Wednesday, June 18, 2003

Conference setup time


I spent most the past 2 days working on the webcasting setups for the conference.  We will stream some 45 hours of video live over the web during the next three days.  Putting it all together is a big job.  I have great help at Duke from Todd, Wayne, and the rest of staff.

We're doing things a bit different this year.  We start with digital video, recorded to miniDV tape, fed to a workstation via firewire.  Windows Media Encoder 9 grabs the video and sound from the firewire input and encodes it at 15 fps.  Files are written to the hard drive and Encoder listens on a TCP port for requests from our Helix server in Chicago.  The Helix server pulls the stream from the Encoder only if a client requests it.  It works well.

 


11:58:11 PM    comment []  

MSN search bot a glimpse of ambitions. As it prepares its own algorithmic search engine, MSN quietly launches software that will index Web sites, a move that raises questions about MSN's deal with Yahoo unit Inktomi. [CNET News.com]

Scripting News posted a link to an info page on the MSNbot

So MSFT goes for Google.  The MSNbot is crawling the web now, but the results are not yet being used in production.
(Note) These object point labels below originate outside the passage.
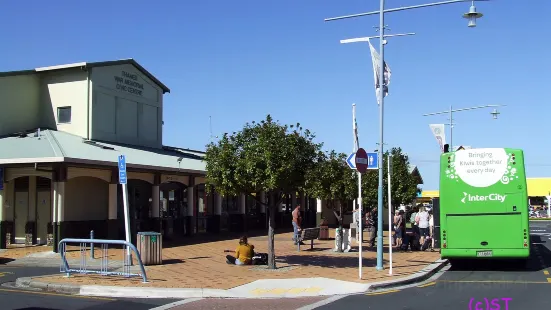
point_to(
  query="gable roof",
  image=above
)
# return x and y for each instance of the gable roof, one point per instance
(48, 146)
(129, 61)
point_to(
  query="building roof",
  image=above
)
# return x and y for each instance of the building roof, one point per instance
(537, 187)
(413, 170)
(129, 61)
(47, 146)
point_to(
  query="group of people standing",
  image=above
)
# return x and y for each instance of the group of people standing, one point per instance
(422, 229)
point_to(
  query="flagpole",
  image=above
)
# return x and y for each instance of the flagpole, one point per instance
(381, 134)
(390, 222)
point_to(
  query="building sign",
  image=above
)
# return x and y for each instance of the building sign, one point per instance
(174, 178)
(129, 82)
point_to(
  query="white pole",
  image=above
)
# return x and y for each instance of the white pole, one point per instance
(354, 146)
(360, 220)
(359, 227)
(126, 221)
(390, 222)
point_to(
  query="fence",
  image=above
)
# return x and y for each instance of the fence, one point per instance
(106, 266)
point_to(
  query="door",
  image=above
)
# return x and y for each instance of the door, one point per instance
(21, 215)
(43, 215)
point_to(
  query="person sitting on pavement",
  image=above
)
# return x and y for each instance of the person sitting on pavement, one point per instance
(243, 254)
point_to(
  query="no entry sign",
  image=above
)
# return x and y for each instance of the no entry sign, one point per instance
(361, 160)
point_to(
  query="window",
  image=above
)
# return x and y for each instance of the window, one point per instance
(63, 115)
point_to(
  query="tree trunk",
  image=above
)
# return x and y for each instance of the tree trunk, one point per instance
(271, 232)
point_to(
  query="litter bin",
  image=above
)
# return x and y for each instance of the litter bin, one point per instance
(324, 233)
(150, 246)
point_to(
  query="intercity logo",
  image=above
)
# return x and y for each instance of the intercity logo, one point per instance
(476, 198)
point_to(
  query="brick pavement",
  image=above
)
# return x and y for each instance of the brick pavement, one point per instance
(203, 265)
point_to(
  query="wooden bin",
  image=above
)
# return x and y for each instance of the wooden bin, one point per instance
(324, 233)
(150, 246)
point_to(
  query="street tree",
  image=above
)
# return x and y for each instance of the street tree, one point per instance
(404, 187)
(334, 182)
(263, 157)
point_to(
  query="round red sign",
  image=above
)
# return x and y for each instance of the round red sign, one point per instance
(361, 160)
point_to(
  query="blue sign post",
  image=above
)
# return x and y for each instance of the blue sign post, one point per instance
(372, 161)
(123, 182)
(122, 169)
(351, 161)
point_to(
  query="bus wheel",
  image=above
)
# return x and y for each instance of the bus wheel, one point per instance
(520, 263)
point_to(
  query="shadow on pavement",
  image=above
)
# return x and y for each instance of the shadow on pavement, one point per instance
(507, 265)
(222, 236)
(327, 261)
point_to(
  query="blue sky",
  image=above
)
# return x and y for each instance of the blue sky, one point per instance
(240, 60)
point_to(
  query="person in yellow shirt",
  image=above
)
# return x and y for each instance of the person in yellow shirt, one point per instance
(243, 254)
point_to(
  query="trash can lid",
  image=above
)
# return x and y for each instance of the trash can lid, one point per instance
(149, 233)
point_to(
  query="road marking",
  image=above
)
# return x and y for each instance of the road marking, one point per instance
(319, 303)
(383, 292)
(55, 294)
(497, 281)
(5, 273)
(176, 303)
(427, 284)
(281, 291)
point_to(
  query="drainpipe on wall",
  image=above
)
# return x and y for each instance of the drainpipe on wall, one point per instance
(87, 104)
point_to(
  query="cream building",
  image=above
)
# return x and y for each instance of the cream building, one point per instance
(61, 131)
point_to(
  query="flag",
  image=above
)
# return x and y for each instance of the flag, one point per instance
(375, 59)
(439, 133)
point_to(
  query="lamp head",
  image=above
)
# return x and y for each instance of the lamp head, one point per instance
(472, 16)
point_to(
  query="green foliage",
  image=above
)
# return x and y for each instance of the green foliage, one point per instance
(265, 156)
(403, 183)
(333, 181)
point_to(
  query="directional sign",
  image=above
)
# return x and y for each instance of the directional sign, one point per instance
(351, 161)
(122, 169)
(361, 160)
(372, 161)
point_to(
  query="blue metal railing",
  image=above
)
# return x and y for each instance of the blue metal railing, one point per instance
(104, 261)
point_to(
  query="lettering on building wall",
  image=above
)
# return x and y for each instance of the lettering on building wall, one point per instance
(129, 82)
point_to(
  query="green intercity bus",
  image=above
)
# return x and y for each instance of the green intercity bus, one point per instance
(484, 204)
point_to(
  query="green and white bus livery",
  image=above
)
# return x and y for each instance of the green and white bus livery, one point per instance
(484, 204)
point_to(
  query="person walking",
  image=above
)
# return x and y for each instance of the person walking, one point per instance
(423, 222)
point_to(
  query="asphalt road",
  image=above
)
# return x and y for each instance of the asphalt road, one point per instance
(473, 286)
(12, 298)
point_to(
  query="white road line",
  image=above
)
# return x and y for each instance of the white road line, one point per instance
(322, 302)
(176, 303)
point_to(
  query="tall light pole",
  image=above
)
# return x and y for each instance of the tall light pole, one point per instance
(472, 15)
(494, 114)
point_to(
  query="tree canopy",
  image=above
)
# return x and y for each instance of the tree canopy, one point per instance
(403, 184)
(265, 156)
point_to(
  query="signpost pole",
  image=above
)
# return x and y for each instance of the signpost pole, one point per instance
(123, 182)
(359, 223)
(360, 239)
(390, 222)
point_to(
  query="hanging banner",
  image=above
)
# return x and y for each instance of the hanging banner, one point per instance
(375, 58)
(439, 133)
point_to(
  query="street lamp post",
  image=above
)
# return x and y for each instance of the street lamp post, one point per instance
(494, 114)
(472, 15)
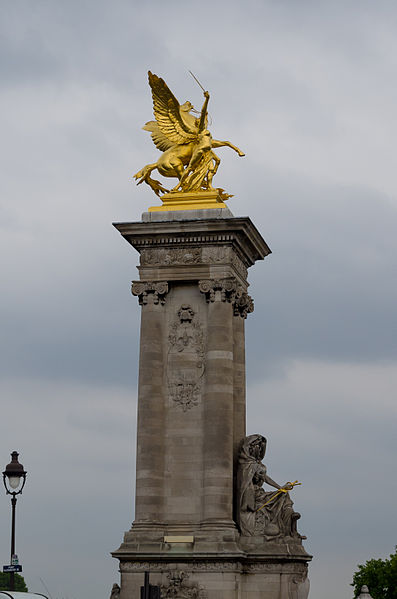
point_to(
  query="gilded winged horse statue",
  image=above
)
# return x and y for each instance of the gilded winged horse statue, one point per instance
(185, 142)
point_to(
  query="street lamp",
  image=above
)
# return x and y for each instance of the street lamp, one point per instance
(14, 477)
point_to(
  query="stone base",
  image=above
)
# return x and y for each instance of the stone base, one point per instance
(215, 565)
(221, 579)
(192, 200)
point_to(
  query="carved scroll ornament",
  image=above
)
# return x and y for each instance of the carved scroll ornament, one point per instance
(228, 290)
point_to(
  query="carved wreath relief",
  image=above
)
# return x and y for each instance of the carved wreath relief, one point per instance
(186, 362)
(178, 588)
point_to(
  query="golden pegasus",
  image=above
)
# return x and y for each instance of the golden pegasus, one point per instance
(185, 143)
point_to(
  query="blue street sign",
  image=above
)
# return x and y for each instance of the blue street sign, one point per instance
(12, 568)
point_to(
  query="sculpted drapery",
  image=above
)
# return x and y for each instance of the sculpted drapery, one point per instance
(275, 520)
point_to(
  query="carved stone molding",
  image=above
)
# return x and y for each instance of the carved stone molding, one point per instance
(226, 287)
(201, 566)
(228, 291)
(243, 304)
(169, 256)
(288, 568)
(178, 587)
(158, 290)
(186, 358)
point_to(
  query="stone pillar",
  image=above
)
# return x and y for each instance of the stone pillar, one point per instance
(192, 290)
(219, 414)
(149, 495)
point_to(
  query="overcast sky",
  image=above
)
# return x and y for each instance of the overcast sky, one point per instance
(308, 90)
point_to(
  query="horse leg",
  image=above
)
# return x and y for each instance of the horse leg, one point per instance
(145, 172)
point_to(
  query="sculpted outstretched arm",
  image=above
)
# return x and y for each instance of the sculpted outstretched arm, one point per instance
(218, 144)
(271, 482)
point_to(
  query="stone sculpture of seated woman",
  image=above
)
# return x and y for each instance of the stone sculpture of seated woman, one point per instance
(277, 519)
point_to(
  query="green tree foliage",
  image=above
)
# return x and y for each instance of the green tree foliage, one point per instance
(380, 576)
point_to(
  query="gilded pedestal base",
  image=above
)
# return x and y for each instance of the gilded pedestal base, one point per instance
(192, 200)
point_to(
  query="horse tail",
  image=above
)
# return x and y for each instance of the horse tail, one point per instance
(145, 172)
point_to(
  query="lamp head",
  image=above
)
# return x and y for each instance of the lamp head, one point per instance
(14, 474)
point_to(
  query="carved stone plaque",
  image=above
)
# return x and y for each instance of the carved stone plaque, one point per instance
(185, 363)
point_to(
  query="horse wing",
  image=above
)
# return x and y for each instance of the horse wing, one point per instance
(161, 141)
(167, 114)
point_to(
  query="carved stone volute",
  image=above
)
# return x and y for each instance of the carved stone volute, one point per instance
(228, 290)
(218, 289)
(143, 290)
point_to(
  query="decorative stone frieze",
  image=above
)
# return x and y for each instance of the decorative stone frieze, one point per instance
(226, 287)
(168, 256)
(157, 289)
(198, 566)
(228, 291)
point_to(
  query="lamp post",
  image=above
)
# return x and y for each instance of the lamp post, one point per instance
(14, 477)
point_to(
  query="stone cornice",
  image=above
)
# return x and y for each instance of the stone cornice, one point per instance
(239, 232)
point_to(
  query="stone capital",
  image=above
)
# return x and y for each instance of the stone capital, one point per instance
(227, 290)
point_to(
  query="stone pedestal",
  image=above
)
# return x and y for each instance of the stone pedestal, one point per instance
(192, 290)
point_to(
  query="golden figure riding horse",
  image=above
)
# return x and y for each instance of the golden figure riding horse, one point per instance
(185, 141)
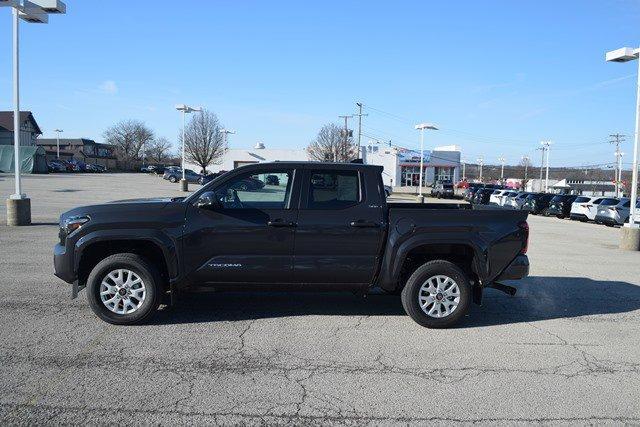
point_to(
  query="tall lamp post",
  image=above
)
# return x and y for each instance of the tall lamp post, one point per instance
(630, 232)
(36, 11)
(58, 131)
(184, 185)
(421, 127)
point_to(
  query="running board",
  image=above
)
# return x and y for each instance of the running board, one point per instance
(504, 288)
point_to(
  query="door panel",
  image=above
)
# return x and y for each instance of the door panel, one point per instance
(246, 235)
(338, 233)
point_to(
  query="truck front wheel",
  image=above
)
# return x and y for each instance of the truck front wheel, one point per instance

11:47:59 PM    comment []  

SCO Berates Linus' Approach To Kernel Contributions

SCO Berates Linus' Approach To Kernel Contributions
Linux
Unix
Software
Operating Systems
Posted by timothy on Wednesday June 18, @08:27AM
from the how's-that-dinosaur-ride dept.
Matthias_305 writes "The New York Times has an article about a new court document in which SCO critizes Linus Torvalds touting the 'inability and/or unwillingness of the Linux process manager, Linus Torvalds, to identify the intellectual property origins of contributed source code.' They claim to have got evidence from a conversation on the kernel mailing list in which Torvalds advocates programmers shouldn't care about patents. According to the article he stands by his view which is at least 'candid'." On a related note, BobDowling points to a proposal at The Inquirer ("Shutting down SCO's FUD machine") regarding SCO's claims. "SCO won't let people see the contested source code without signing an outrageous NDA but the article gives a mechanism for publishing appropriate MD5 checksums which allow code trees to be compared without anyone else seeing the code. This is offered as a means to locate the source of SCO's contested code. ... This mechanism gives a concrete procedure that SCO can be challenged to follow as part of the community's "put up or shut up" response. There would be no threat to SCO's claimed IPR."

[Slashdot]


10:33:09 PM    comment []  

Law School Fantasy Draft. UVA Law has set up a new system for 2Ls and 3Ls to choose their classes, and it's eerily similar to a fantasy draft: In round one, third-year students will submit a prioritized list of courses ("Add Requests") to enroll... [Unlearned Hand]

This points out the problem with building systems for law schools.  Things like admissions, career services, and class registration seem straight forward from a pure information point of view, but the problem is the 'local, local rules'.  When you look close each school does funky things with weighting, lotteries, etc. that make it a case of mass customization in a tiny market (less than 200 schools).  If only there were standards.


10:27:11 PM    comment []  

CNET News: SCO Suit Now Seeks $3 Billion from IBM SCO seeks at least $1 billion in damages from IBM's alleged breach of its contract with SCO; another $1 billion for breach of the Unix contract signed by Sequent, which IBM acquired in 1999; and another $1 billion for unfair competition. SCO also seeks more for misappropriation of trade secrets and punitive damages. [Linux Today]
6:51:27 AM    comment []  

Russian Prison TattoosRussian Prison Tattoos:"For centuries, Russian prison inmates forcibly initiated newcomers with tattoos. Gradually, prisoners developed a secret form of communication with their tattoos, allowing them to establish rank among the other inmates and maintain a clandestine hierarchy. This book explores the grisly reality of Russian prisons and the people who inhabit them. Over 190 black and white and color photographs expose the different tattoos and their meanings," - Schiffer Books

For the reader on your shopping list who has everything... or at least almost everything.